大人でも理解するのはかなり難しい。阿久津もマスターから教わった時は何日も理解するのに苦労した。役がとにかく多いのだ。それに様々なルールもある。だが、ある一点を超えると一気に楽しくなる

流石に由莉さんでもこれを短時間で理解するのは無理だろう。阿久津もそう確信していた。だがその考えはそうそうに崩れ去ることになるのだった。



「はいっ、覚えました!それにしてもルールすごく多いですよね……役も覚えきれたとは思うのですが実践でやってみないと分からないです……」



……今、この子なんて言った?もう覚えた?この短時間で?



二人は思わず目を見合わせた。いや、まさかな……と思いつつ1局やって見ることにした。



「今回だが、一般的な3人麻雀のルールで萬子の2~8を抜くからな?」



「国士無双とかその他の役が作りやすくなるし、点数の変動がすごくなるからですよね!」



「……そこまで、分かっているのか」



由莉の指摘が的を射抜いていたことに二人はまたもや驚かされた。頭の回転が早すぎる……そう言わざるを得なかった。
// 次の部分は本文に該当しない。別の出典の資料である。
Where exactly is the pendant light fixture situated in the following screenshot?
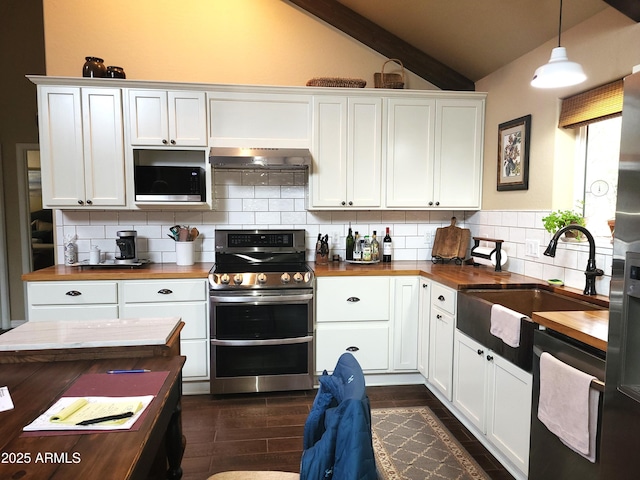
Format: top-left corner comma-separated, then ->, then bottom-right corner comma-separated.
531,0 -> 587,88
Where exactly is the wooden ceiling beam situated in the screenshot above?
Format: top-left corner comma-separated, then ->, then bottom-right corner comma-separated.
287,0 -> 475,91
604,0 -> 640,23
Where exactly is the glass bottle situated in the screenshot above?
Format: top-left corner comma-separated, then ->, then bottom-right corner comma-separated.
371,230 -> 380,262
344,227 -> 355,260
382,227 -> 392,263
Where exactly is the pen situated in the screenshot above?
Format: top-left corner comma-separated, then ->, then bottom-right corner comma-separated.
107,368 -> 151,373
76,412 -> 133,425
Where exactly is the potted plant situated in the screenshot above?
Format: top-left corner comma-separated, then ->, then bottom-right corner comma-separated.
542,210 -> 586,241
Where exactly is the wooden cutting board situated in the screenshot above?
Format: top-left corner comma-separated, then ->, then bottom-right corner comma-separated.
431,217 -> 471,260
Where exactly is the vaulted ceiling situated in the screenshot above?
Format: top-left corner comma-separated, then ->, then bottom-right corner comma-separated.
288,0 -> 640,90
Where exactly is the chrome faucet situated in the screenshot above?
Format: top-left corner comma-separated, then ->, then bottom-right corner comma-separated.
544,225 -> 604,295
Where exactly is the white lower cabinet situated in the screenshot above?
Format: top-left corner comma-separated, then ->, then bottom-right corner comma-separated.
418,277 -> 431,378
453,330 -> 533,474
27,281 -> 119,322
120,279 -> 209,380
429,282 -> 457,401
27,279 -> 209,393
315,277 -> 391,373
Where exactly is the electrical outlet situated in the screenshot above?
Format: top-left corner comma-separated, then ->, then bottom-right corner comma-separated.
524,240 -> 540,258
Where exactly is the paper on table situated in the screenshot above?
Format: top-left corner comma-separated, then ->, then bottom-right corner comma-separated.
23,395 -> 154,432
0,387 -> 13,412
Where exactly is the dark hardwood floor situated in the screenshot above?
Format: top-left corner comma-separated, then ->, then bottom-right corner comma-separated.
182,385 -> 513,480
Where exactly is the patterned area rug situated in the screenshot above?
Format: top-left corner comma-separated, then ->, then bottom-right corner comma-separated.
371,407 -> 489,480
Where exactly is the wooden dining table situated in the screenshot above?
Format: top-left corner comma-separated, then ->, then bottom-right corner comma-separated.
0,356 -> 185,480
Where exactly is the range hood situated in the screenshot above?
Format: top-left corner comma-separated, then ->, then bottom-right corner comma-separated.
209,147 -> 311,169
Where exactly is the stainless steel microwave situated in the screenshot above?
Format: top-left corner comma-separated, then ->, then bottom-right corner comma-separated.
134,165 -> 206,202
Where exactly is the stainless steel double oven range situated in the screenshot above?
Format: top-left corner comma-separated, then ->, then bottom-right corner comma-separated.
209,230 -> 314,394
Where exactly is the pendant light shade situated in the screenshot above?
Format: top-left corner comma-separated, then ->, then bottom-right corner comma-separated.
531,0 -> 587,88
531,47 -> 587,88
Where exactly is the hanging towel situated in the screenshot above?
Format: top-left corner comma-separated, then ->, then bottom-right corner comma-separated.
489,303 -> 526,348
538,352 -> 600,463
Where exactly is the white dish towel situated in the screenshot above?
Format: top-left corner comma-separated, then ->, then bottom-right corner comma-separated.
489,303 -> 526,348
538,352 -> 600,463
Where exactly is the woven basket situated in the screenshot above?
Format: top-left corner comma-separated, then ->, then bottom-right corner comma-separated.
373,58 -> 404,88
307,77 -> 367,88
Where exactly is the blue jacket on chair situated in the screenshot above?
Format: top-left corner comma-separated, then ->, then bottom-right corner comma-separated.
300,353 -> 378,480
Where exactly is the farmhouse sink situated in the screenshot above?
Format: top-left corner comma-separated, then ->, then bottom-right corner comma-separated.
456,288 -> 606,371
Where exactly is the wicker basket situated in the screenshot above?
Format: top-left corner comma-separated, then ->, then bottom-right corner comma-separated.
373,58 -> 404,88
307,77 -> 367,88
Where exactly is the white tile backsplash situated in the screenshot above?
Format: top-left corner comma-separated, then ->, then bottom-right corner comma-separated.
54,170 -> 612,295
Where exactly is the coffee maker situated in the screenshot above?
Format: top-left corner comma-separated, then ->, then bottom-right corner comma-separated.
115,230 -> 138,265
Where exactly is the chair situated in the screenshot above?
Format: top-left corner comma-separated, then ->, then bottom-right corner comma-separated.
208,352 -> 378,480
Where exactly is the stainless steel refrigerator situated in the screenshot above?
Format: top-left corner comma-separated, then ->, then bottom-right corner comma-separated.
600,73 -> 640,480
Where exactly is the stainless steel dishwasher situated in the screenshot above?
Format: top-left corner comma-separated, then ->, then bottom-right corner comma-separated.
528,330 -> 606,480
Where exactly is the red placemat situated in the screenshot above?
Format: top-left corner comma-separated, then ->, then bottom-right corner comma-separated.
20,372 -> 169,437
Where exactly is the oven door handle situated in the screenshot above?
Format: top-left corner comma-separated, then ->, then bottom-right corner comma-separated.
209,293 -> 313,304
211,335 -> 313,347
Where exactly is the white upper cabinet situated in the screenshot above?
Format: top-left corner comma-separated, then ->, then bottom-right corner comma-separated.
129,89 -> 207,147
310,96 -> 382,209
433,99 -> 484,209
386,98 -> 484,209
38,86 -> 126,208
207,92 -> 311,148
386,98 -> 436,208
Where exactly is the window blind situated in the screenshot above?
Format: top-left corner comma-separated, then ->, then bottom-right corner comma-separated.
558,79 -> 623,128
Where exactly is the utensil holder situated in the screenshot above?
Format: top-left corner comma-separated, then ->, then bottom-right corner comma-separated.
176,242 -> 195,265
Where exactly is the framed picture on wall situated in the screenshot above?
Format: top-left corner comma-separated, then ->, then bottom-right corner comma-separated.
498,115 -> 531,191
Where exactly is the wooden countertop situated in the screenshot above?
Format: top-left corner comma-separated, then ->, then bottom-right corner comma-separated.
22,263 -> 213,282
22,260 -> 609,350
532,310 -> 609,352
とりあえず、全自動の雀卓に牌を入れて阿久津はボタンを押した。すると自分の目の前に2つ積まれた牌の山が3つ出来ていた。その様子を由莉はびっくりしながら見ていた



「おぉ〜……!すごいです!」



「ではやろうか。由莉、勝負事だから手は抜かないぞ」



「マスター、由莉さんをボロボロにしてトラウマを植え付けないようにしてくださいね……?」



「むくぅ……阿久津さんって私を心配しているのか、からかっているのかたまに分かりませんよぉ……」



由莉は顔を膨らませつつ、反時計回りにマスター、由莉、阿久津の順番で山から4つずつを3

回繰り返したあと、マスターは2枚、由莉と阿久津は1枚取り出すとそれを並べた。



・由莉

2索 4索 赤5索 5索 6索 6索

2筒 2筒 赤5筒 9筒

東 中



ええっと……まずはマスターからだね……それから次は私……いい牌が来てくれるといいなぁ……



9萬……うーん……国士無双も狙えそうにないし、大丈夫かな。そう思うと由莉は持ってきた牌をそのまま自分の前に捨てた。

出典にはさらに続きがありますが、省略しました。